What is the difference between register_forward_hook and register_module_forward_hook in PyTorch?

As the title suggests, I am trying to understand how the functionality of these two functions as forward hooks in PyTorch? I see that regisfter_module_forward_hook adds a global state, which I am assuming means that there is one function for all forward hooks. Is that so, or how does its functionality differ from more commonly used register_forward_hook?

I am ultimately writing to compute the same statistical information from all of the layers of a given network, so the function to be used as a hook is the same across all layers. Is the latter a better choice ?

I haven't tried using them yet since I am trying to figure out which one is more adaptable for my case.

Solution

I was just trying to figure out the same question and found your question when Googling for it.

From some digging:

register_forward_hook was added in this PR 7 years
register_module_forward_hook was added 3 years ago in this PR

It appears former needs to be set on a per-module basis, while later is a global hook you set once to run for every module.

 test_fwd = nn.modules.module.register_module_forward_hook(lambda *args: fw_hook(1, *args))

Looking at blame for register_module_forward_hook shows this relevant issue with more details from 3 months ago.

It sounds like the latter is the better choice for your case. In particular, considering comments from latest commit, as it makes it compatible with context managers.

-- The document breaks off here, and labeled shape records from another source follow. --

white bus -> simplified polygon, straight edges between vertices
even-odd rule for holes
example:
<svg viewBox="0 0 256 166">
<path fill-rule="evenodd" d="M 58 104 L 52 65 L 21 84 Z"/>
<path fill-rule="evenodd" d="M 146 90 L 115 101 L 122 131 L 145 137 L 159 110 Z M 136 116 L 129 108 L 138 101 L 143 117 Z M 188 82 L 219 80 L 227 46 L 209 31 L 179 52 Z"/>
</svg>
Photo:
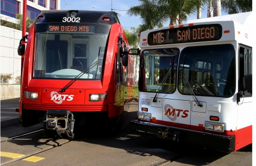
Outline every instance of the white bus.
<svg viewBox="0 0 256 166">
<path fill-rule="evenodd" d="M 230 152 L 252 143 L 252 13 L 142 32 L 130 130 Z"/>
</svg>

For example you can use it to compute per-example activation norms on every layer by using a context manager like this

@contextmanager
def module_hook(hook: Callable):
    handle = nn.modules.module.register_module_forward_hook(hook, always_call=True)
    yield
    handle.remove()

def compute_norms(layer: nn.Module, inputs: Tuple[torch.Tensor], _output: torch.Tensor):
    A = inputs[0].detach()
    layer.norms2 = (A * A).sum(dim=1)

with module_hook(compute_norms):
    outputs = model(data)

print("layer", "norms squared")
for name, layer in model.named_modules():
    if not name:
        continue
    print(f"{name:20s}: {layer.norms2.cpu().numpy()}")

Full code from colab

from contextlib import contextmanager
from typing import Callable, Tuple

import torch
import torch.nn as nn

import numpy as np

device = 'cuda' if torch.cuda.is_available() else 'cpu'
data = torch.tensor([[1., 0.], [1., 1.]]).to(device)
bs = data.shape[0]  # batch size

def simple_model(d, num_layers):
    """Creates simple linear neural network initialized to 2*identity"""
    layers = []
    for i in range(num_layers):
        layer = nn.Linear(d, d, bias=False)
        layer.weight.data.copy_(2 * torch.eye(d))
        layers.append(layer)
    return torch.nn.Sequential(*layers)

norms = [torch.zeros(bs).to(device)]

def compute_norms(layer: nn.Module, inputs: Tuple[torch.Tensor], _output: torch.Tensor):
    assert len(inputs) == 1, "multi-input layer??"
    A = inputs[0].detach()
    layer.norms2 = (A * A).sum(dim=1)

model = simple_model(2, 3).to(device)

@contextmanager
def module_hook(hook: Callable):
    handle = nn.modules.module.register_module_forward_hook(hook, always_call=True)
    yield
    handle.remove()

with module_hook(compute_norms):
    outputs = model(data)

np.testing.assert_allclose(model[0].norms2.cpu(), [1, 2])
np.testing.assert_allclose(model[1].norms2.cpu(), [4, 8])
np.testing.assert_allclose(model[2].norms2.cpu(), [16, 32])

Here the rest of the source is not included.